In a series of elegant studies reported in this issue of Cellular and Molecular Gastroenterology and Hepatology, Anitha et al report that a high-fat diet results in slowing of gastrointestinal transit (by geometric center of fluorescein isothiocyanate distribution after gavage), total gastrointestinal transit (by first arrival of a blue dye in stool), and distal colonic transit (by the time taken to expel a bead through the last 2 cm of colon). This retardation of transit is associated with increased numbers of fecal Firmicutes and reduced numbers of Bacteroidetes. The high-fat diet also was associated with an increase in serum lipopolysaccharide, reflecting increased permeability of the digestive tract, and reductions in numbers of enteric nervous system neurons, with specific loss of neurons expressing nitric oxide synthase. Anitha et al hypothesize that a reduction in nitric oxide synthase–expressing neurons was the cause of retarded transit. Oligofructose partly corrected transit rate, serum lipopolysaccharide, microbial perturbations, and a reduction in enteric nervous system nitrergic neurons. Parallel in vitro studies have suggested that dietary fat causes neuronal apoptosis by activating Toll-like receptor 4.The data provided by the animal model lead to a number of intriguing questions, some of which will require investigation in human beings while others can be addressed based on prior reports in the literature.
Is the Retardation of Transit the Result of Obesity or the High-Fat Diet Per Se?
Both epidemiologic studies and actual measurements of colonic transit in human beings suggest that a body mass index greater than 30 kg/m2 are associated with diarrhea rather than constipation, and with faster colonic transit.2, 3 Obesity typically is associated with normal or accelerated gastric emptying. This would suggest that the observed retardation of transit is the result of the diet rather than the obesity per se. However, in human studies, a high-fat diet was not associated with retardation of colonic transit. The blue dye and fluorescein isothiocyanate method to evaluate overall gut and small-intestinal transit in the study by Anitha et al started with gastric gavage of the marker. Given the known retardation of gastric emptying by high-fat loads and evidence of adaptation to the effects of fat, it would be interesting to further evaluate the contributions of gastric transit to changes in overall and distal colonic transit observed in the mouse model.
Does a High-Fat Diet Increase Intestinal Permeability in Human Beings?
There is human evidence that a high-fat diet increases serum lipopolysaccharide levels.

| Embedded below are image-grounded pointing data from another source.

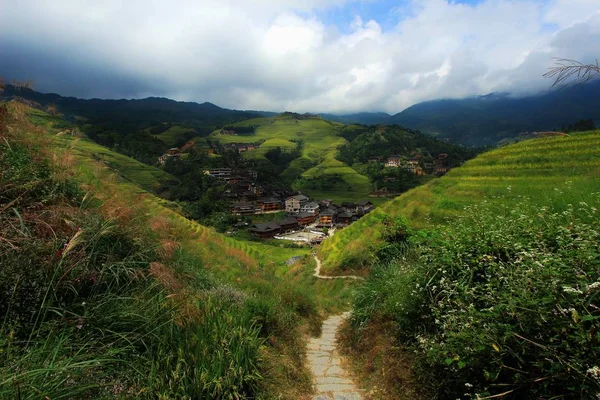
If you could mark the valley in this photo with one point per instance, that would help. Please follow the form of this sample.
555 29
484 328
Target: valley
374 303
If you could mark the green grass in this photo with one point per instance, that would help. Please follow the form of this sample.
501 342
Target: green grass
533 169
173 135
317 172
179 309
133 171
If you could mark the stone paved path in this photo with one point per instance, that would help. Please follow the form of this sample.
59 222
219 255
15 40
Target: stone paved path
331 381
318 272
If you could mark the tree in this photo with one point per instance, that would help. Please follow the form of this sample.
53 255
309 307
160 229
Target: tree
569 72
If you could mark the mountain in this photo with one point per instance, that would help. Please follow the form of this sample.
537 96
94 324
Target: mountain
132 115
364 118
532 169
487 120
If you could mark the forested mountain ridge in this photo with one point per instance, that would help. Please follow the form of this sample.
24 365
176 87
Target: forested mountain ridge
492 118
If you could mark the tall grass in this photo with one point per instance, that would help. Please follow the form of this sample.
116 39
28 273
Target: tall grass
105 294
535 169
503 304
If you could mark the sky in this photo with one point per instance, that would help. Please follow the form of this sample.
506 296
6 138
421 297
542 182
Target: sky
337 56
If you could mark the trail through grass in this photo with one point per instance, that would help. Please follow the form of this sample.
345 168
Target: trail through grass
534 169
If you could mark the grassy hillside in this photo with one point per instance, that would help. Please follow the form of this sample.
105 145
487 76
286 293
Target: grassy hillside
316 173
533 169
487 120
176 135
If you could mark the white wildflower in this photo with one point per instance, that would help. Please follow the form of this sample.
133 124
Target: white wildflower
594 372
593 286
568 289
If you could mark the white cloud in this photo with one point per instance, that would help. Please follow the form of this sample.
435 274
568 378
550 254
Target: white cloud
278 55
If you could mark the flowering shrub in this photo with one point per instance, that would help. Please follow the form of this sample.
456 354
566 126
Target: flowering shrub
504 303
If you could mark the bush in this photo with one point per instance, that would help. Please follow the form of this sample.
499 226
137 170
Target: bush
502 302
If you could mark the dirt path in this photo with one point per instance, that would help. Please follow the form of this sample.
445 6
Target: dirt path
318 272
331 380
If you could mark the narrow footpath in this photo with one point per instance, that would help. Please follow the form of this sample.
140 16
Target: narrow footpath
331 380
318 272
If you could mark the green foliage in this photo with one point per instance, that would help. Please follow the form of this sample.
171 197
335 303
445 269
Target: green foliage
500 302
384 141
536 169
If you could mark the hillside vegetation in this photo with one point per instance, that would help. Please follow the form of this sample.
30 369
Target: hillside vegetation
535 169
105 292
484 283
316 172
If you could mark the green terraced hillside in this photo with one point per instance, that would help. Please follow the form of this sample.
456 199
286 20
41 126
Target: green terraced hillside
316 172
133 171
560 170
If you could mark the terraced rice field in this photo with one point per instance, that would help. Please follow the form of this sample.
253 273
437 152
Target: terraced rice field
316 173
133 171
554 170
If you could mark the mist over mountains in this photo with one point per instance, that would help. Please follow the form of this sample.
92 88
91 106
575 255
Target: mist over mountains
480 120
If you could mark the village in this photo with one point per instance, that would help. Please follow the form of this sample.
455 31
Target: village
306 220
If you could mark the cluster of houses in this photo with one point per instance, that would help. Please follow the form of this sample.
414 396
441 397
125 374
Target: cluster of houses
303 212
175 152
416 165
241 147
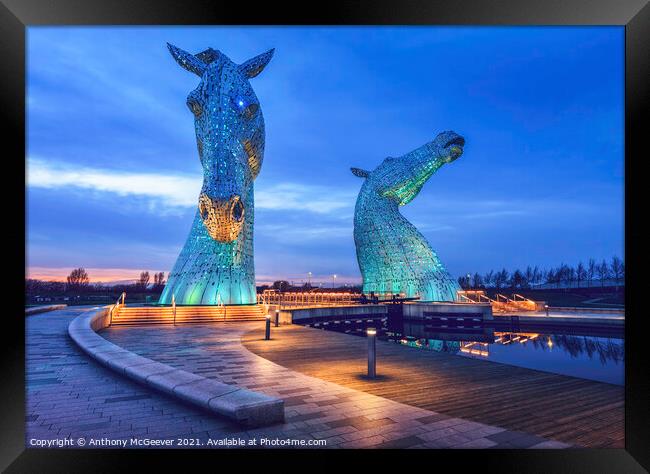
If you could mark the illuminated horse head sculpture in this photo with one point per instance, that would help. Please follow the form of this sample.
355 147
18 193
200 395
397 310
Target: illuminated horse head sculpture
216 264
393 256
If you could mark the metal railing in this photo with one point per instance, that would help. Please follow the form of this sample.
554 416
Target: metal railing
116 306
306 298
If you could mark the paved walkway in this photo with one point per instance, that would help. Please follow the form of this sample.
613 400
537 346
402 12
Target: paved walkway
69 395
577 411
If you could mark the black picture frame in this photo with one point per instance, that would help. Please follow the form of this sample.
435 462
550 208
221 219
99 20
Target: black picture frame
634 15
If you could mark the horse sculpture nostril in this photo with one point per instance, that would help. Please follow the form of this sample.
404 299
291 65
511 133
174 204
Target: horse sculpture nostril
237 210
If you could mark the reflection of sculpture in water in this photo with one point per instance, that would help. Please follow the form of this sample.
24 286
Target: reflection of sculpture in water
216 263
393 256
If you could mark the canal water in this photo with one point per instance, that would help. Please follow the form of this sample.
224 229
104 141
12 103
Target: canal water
600 358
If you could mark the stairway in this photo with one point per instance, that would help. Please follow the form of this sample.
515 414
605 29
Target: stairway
135 316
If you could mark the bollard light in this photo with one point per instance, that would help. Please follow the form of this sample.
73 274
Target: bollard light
267 334
371 333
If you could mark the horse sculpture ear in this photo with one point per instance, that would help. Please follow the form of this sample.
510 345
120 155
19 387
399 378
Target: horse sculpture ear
358 172
254 66
186 60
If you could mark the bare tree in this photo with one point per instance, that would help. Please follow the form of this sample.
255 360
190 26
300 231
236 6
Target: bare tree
501 278
617 268
529 276
517 279
488 279
143 281
158 280
581 273
603 272
537 275
591 270
78 279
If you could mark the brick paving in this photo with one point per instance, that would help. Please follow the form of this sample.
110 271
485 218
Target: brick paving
71 396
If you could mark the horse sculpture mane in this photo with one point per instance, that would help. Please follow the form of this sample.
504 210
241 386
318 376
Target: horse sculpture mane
216 264
394 257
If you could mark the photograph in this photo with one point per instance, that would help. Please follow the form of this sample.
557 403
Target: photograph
347 237
395 232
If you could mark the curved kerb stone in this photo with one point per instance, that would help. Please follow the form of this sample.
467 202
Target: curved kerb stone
244 406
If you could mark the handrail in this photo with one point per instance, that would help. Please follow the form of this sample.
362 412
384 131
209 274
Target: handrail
116 306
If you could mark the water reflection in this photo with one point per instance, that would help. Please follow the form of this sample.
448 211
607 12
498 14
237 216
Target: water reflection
605 350
600 358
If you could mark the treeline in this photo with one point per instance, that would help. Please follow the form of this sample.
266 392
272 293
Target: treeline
561 276
78 282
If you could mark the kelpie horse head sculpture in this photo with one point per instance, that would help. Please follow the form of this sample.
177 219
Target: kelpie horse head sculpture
216 264
393 256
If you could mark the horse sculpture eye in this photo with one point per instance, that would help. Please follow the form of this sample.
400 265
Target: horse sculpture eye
251 111
194 107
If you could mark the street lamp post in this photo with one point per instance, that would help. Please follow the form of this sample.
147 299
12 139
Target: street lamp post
372 353
267 334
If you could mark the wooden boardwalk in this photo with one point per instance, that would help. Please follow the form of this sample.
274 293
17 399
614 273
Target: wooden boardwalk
567 409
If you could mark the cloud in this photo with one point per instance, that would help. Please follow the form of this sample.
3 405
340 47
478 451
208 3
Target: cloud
170 190
177 191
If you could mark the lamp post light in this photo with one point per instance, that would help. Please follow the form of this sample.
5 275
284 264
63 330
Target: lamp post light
372 353
267 334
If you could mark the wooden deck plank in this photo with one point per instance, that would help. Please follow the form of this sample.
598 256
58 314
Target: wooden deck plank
572 410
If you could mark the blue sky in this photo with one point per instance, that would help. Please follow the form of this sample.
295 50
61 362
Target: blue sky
113 174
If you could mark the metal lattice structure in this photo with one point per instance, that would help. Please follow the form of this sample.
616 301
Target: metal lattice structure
216 264
394 257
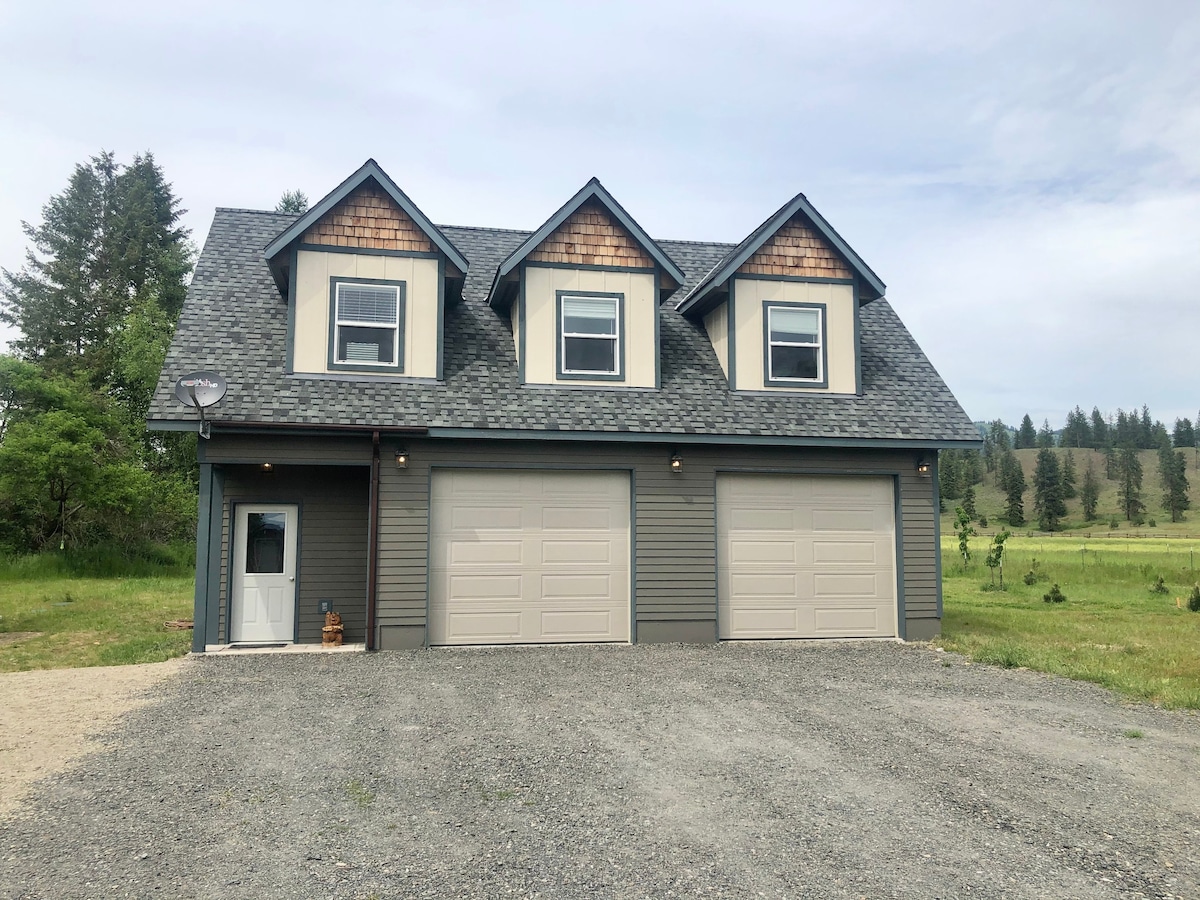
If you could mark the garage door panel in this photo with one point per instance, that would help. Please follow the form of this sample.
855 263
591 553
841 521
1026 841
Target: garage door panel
805 556
555 567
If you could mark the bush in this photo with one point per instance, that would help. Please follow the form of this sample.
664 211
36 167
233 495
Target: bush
1055 595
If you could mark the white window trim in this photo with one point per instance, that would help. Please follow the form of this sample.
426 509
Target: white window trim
355 323
563 334
815 345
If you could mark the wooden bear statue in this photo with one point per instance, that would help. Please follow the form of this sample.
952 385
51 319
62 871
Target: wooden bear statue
331 635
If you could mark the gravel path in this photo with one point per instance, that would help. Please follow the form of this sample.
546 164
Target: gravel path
775 771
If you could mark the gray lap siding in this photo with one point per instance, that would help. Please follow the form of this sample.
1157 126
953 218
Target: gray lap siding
675 527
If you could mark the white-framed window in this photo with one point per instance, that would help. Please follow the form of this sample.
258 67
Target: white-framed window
366 324
793 343
589 335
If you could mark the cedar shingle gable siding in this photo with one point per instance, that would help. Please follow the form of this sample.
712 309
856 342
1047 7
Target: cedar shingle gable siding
591 237
371 220
797 250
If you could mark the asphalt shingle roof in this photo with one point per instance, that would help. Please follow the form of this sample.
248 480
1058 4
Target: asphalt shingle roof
234 322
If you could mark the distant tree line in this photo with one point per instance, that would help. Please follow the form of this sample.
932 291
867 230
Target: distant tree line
1055 477
95 305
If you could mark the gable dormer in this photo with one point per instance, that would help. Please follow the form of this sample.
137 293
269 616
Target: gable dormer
781 307
366 276
582 294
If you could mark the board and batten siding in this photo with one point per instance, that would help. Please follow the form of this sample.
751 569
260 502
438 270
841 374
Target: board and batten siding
675 526
333 540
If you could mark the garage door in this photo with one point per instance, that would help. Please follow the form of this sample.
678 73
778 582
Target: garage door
805 556
528 557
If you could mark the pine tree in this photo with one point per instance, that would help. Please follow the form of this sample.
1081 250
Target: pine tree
1173 473
1013 484
1183 435
1045 437
1068 477
1129 484
1026 437
1099 430
1048 502
293 202
1090 492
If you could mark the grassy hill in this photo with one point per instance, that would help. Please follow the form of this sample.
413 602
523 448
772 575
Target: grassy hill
990 501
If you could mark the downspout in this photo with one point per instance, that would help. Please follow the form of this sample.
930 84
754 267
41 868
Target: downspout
373 539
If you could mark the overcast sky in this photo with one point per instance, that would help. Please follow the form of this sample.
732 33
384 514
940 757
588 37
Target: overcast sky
1025 177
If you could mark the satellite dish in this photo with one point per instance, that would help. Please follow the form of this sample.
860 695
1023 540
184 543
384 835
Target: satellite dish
201 390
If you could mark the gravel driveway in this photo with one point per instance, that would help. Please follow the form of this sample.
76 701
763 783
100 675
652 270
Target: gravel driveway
825 771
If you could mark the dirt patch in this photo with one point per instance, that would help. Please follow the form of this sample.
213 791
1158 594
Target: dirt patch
48 718
16 636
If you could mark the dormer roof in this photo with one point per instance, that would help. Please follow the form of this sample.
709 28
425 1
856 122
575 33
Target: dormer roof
369 174
593 193
832 252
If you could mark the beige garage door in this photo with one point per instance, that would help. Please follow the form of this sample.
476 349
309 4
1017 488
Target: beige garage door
528 557
805 556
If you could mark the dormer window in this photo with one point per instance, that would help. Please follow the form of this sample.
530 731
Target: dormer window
367 328
795 343
589 343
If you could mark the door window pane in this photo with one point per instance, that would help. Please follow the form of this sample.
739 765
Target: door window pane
265 534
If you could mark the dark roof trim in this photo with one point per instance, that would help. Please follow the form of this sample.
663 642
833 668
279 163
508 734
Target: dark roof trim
694 303
370 169
593 189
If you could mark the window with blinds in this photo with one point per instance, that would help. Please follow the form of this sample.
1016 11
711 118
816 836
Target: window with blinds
589 335
366 324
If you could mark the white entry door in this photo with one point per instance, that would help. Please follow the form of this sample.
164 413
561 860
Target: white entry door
264 574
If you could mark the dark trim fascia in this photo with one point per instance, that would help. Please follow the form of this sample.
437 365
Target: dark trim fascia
370 169
593 189
619 375
733 334
767 381
402 330
901 627
693 304
439 366
521 335
935 486
636 269
289 353
796 279
634 437
366 251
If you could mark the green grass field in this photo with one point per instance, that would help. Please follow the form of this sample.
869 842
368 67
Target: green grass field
57 613
1111 630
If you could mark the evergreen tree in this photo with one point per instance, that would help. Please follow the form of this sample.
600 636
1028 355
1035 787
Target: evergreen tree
1129 484
1173 468
1099 430
1013 484
1183 435
1090 492
1068 477
1026 437
293 202
1048 502
1045 437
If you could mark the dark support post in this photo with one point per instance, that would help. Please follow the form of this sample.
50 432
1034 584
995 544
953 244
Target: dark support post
203 547
373 539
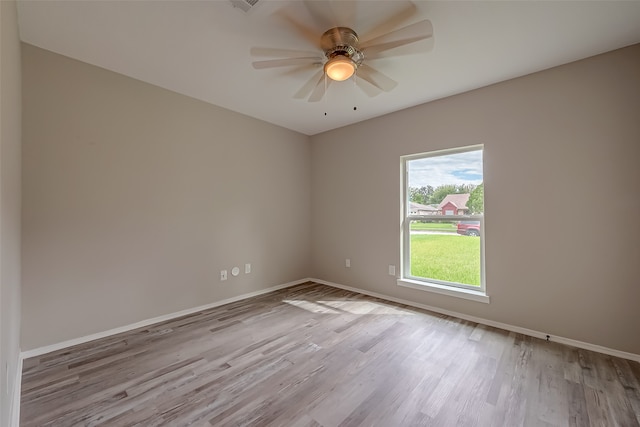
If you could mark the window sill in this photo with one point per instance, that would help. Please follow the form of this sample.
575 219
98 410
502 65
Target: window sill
445 290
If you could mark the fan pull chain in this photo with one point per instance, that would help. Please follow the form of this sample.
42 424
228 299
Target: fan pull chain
355 91
325 94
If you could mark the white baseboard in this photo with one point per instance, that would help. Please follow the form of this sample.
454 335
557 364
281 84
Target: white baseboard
15 398
81 340
530 332
505 326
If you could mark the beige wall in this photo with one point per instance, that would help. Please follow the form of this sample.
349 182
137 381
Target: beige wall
561 147
136 197
10 116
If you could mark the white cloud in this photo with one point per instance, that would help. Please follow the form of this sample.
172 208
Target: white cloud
459 168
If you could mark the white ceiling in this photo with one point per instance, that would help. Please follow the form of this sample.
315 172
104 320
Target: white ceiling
201 48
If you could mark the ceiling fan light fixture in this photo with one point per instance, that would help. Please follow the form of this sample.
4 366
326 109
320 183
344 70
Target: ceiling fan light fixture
339 68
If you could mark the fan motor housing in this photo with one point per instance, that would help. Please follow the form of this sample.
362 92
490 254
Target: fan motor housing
341 41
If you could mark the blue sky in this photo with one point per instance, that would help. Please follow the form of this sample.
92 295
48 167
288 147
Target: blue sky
459 168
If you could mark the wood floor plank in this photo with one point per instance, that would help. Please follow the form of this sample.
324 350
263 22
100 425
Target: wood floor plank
311 356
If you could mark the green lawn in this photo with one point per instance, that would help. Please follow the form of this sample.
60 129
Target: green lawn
451 258
433 226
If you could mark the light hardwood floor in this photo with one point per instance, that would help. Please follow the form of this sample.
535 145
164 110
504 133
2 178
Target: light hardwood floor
312 355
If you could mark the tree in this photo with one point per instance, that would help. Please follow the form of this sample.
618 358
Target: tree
476 200
443 191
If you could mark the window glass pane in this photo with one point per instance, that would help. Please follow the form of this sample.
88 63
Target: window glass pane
442 249
438 252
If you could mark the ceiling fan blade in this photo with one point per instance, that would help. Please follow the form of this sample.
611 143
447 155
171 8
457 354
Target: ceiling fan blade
320 89
301 69
308 87
376 78
269 52
309 34
369 89
380 50
414 32
393 22
286 62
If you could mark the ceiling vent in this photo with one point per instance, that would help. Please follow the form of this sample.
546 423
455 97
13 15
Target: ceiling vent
244 5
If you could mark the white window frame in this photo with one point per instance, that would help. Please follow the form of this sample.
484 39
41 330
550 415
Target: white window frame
459 290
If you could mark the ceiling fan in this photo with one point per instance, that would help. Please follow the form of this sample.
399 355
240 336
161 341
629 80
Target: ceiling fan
342 53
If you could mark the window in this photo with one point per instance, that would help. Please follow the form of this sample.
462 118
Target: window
443 223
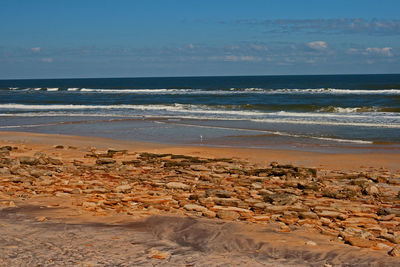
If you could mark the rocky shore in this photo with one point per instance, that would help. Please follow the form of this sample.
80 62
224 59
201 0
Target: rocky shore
361 209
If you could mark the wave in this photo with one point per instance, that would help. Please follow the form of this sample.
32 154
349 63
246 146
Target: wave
334 91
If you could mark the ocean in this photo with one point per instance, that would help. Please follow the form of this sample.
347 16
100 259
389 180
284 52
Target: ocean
327 113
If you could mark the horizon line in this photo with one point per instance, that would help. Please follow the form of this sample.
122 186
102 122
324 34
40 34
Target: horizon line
199 76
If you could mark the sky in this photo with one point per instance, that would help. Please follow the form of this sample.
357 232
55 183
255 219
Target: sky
133 38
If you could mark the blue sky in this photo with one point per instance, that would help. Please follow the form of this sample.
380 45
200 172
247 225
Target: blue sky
128 38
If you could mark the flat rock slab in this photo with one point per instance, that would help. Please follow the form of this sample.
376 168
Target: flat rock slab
166 241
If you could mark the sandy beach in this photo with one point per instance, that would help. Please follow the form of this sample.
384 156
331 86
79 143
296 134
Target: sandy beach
80 201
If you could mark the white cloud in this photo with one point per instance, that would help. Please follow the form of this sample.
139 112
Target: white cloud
47 60
384 51
241 58
318 45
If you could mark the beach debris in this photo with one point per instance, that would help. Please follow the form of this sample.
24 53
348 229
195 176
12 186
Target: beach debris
361 209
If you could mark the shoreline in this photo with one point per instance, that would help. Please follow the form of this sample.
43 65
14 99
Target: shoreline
164 204
334 161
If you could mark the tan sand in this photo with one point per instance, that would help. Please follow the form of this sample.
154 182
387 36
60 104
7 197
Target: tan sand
53 225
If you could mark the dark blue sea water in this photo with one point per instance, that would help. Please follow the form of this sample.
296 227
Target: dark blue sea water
317 112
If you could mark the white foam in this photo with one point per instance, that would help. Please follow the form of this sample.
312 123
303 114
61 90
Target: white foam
234 91
332 123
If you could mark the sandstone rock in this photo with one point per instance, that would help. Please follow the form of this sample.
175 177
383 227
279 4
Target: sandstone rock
5 148
4 171
28 160
371 190
226 201
209 214
219 193
87 204
39 173
310 243
360 242
54 161
104 161
123 188
389 211
228 215
177 185
199 168
41 219
194 207
261 218
330 214
308 215
155 254
392 238
395 252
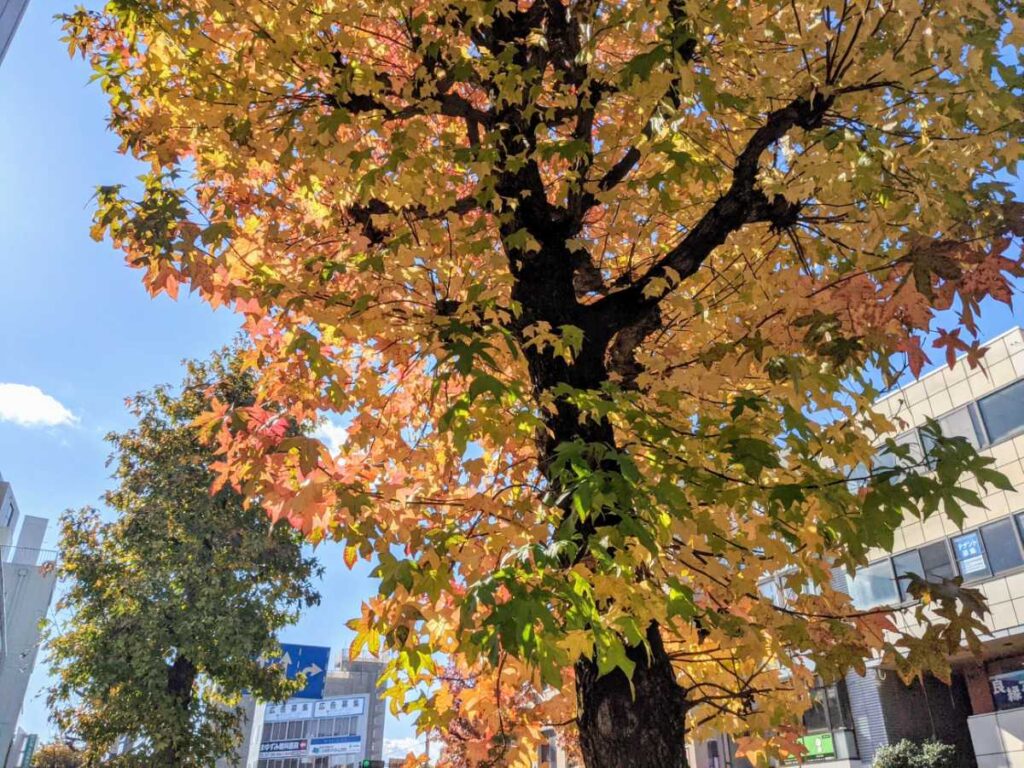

Serum lipopolysaccharide levels can be increased by direct diffusion owing to increased intestinal paracellular permeability or by absorption across enterocytes during chylomicron secretion; the precise mechanisms are being investigated actively. Consumption of a high-fat diet results in increased production of bile, observed in both obese and lean animals. This was associated with reduced expression of claudin-1, claudin-3, occludin, and junctional adhesion molecule-1 in small, but not large, intestinal epithelial cells; consistent with this, in vitro exposure of Caco-2 cell monolayers to bile juice and fat emulsion increased tight junction permeability and reduced tight junction protein expression.
Are There Other Perturbations Resulting From a High-Fat Diet That May Result in the Observed Changes in the Microbiome?
It is intriguing that the increase in Firmicutes and the reduction in Bacteroidetes observed with a high-fat diet have been reported with administration of the primary bile acidcholic acid. Further studies are needed to better understand the mechanisms of this shift in microbial composition as well as its impact on metabolism and intestinal function.
What is the Mechanism by Which Oligofructose Corrects Fat-Induced Functional Perturbations?
Oligofructose is a prebiotic fructan that, similar to inulin, is not hydrolyzed or absorbed in the upper gastrointestinal tract but undergoes variable degrees of fermentation in the colon. The beneficial effects are particularly interesting given that diets low in fructans and other fermentable oligo-di-monosaccharides and polyols are beneficial in patients with irritable bowel syndrome, although such diets are not superior to traditionally recommended diets. Nonetheless, it is clear that low fermentable oligo-di-monosaccharides and polyols diets modify the gut microbiome, and that oligosaccharides increase fecal Bifidobacteria. Moreover, in mice, oligofructose feeding increases the Bacteroidetes abundance with a concomitant decrease in Firmicutes, similar to the changes observed by Anitha et al. Once again, it is intriguing to note that dietary oligosaccharide supplementation results in increased fecal bile acid levels in rats, hamsters, and mice.18, 19Finally, Anitha et al focused on dysbiosis as a contributor to the effects of a high-fat diet. An alternative hypothesis is that the effects are mediated at least in part by bile acids. Thus, triggering the TGR5 (G-protein–coupled bile acid) receptor with the bile acidschenodeoxycholic acid or deoxycholic acid activated the main mitogen-activated protein kinases (extracellular signal–regulated kinase 1/2, p38, and c-Jun-N-terminal kinase), as well as the nuclear factor-κB signaling pathway in a monocyte cell line. Once again, it is interesting to speculate that bile acids may be the missing link.